韩相打量过屋内几名影卫,视线又落在谢隅身上,笑意更深:“你不该放秦小姐离去。”
谢隅眼底面色陡沉,五指悄然握上剑柄。
“据梅月所言,秦小姐曾给你下过一中奇毒,需每月服用一粒解药才可延续性命……”韩相笑容可掬,望向漆黑不见星辰的夜空,“算算日子,据王爷服完最后一粒解药刚好满月。子时一到,你便会毒发身亡。”
今夜,正是三月期限的最后一天。
而秦悦给他的解药恰好是三粒。
不曾想秦悦因信任而告知梅月的秘密被一字不落地传给了韩相。
谢隅垂眸缄默,脸上神色霎时变得阴鸷:“所以,韩相此番是特意前来看我毒发的?”
韩相满意地看着他的反应,俯身作礼:“臣惶恐。”直起身时,指尖不着痕迹地掸了掸衣袖上并不存在的灰尘,“为保万全,臣特地带了太医随行。”
“只是……”他话音稍顿,“太医资质愚钝,恐怕难解王爷所中之毒。”
谢隅冷笑一声,全然没有将死之人的恐惧。
影卫长剑出鞘与府兵对立,气氛顿时降至零点,韩相双目赤红,紧紧盯着面前负手而立的谢隅,脸上褶皱因难抑的笑意而加深。

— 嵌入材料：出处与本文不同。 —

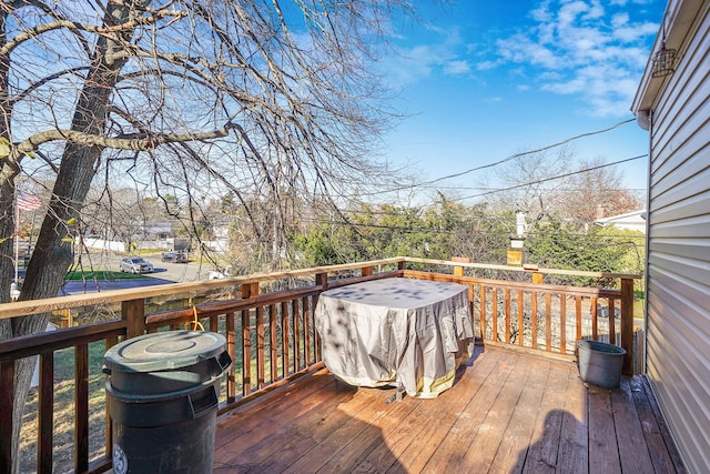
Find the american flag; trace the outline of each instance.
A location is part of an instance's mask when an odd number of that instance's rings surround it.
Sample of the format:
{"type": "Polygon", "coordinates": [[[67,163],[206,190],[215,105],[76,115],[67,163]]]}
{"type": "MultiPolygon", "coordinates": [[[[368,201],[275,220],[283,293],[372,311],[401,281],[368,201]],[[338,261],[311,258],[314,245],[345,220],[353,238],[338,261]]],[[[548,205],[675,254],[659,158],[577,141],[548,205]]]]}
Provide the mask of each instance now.
{"type": "Polygon", "coordinates": [[[18,195],[18,209],[22,211],[36,211],[42,205],[42,200],[36,195],[20,193],[18,195]]]}

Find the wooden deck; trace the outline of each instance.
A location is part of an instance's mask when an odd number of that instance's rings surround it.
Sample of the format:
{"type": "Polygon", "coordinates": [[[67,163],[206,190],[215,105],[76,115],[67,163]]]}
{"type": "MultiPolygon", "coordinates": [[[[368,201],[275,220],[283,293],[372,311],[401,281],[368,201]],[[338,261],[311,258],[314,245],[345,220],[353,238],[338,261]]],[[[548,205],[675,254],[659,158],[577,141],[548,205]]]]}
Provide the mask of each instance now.
{"type": "Polygon", "coordinates": [[[684,472],[648,382],[586,386],[570,362],[478,347],[435,400],[327,371],[221,415],[215,473],[684,472]]]}

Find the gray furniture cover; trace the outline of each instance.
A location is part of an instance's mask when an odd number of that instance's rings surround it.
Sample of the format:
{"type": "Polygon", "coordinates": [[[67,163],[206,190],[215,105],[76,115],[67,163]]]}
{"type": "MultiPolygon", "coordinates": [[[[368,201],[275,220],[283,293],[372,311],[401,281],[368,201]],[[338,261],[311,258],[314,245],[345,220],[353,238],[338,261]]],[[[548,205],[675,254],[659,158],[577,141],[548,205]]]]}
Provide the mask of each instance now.
{"type": "Polygon", "coordinates": [[[315,325],[323,362],[351,385],[400,384],[436,397],[473,353],[468,286],[402,278],[325,291],[315,325]]]}

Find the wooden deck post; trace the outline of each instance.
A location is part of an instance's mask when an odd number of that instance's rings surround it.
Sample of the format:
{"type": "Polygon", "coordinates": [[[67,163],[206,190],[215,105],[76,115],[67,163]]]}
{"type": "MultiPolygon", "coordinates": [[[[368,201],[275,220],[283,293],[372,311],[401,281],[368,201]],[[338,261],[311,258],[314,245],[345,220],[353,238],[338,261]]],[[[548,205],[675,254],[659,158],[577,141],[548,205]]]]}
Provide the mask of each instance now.
{"type": "Polygon", "coordinates": [[[328,289],[328,274],[325,273],[316,273],[315,275],[315,284],[321,286],[323,291],[328,289]]]}
{"type": "Polygon", "coordinates": [[[633,280],[621,279],[621,347],[626,350],[621,372],[633,374],[633,280]]]}

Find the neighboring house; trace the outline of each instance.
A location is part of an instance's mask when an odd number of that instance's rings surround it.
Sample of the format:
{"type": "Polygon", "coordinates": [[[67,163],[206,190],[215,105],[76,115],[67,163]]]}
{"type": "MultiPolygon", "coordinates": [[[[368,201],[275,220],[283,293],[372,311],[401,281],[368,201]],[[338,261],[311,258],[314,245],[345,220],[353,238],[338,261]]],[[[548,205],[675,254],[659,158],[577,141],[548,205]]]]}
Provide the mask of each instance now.
{"type": "Polygon", "coordinates": [[[597,219],[597,225],[613,225],[617,229],[626,229],[629,231],[638,231],[646,233],[646,210],[627,212],[608,218],[597,219]]]}
{"type": "Polygon", "coordinates": [[[631,108],[650,132],[646,372],[697,473],[710,466],[709,10],[669,1],[631,108]]]}

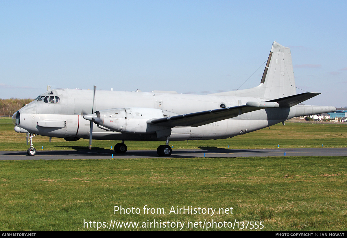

第一道梆子声响起,远处更夫走过空荡的街巷,梆声悠长。
太医躬身前来,却被韩相拦下:“还有两声,不急于这一时,待毒发再救治也未尝不可。”他顿了顿,问向谢隅:“王爷意下如何?”
“甚好。”
第二声落下。
所有人聚精会神望向房内的黑衣人,看他气定神闲坐下,悠然地抛着手中羊脂白玉剑穗。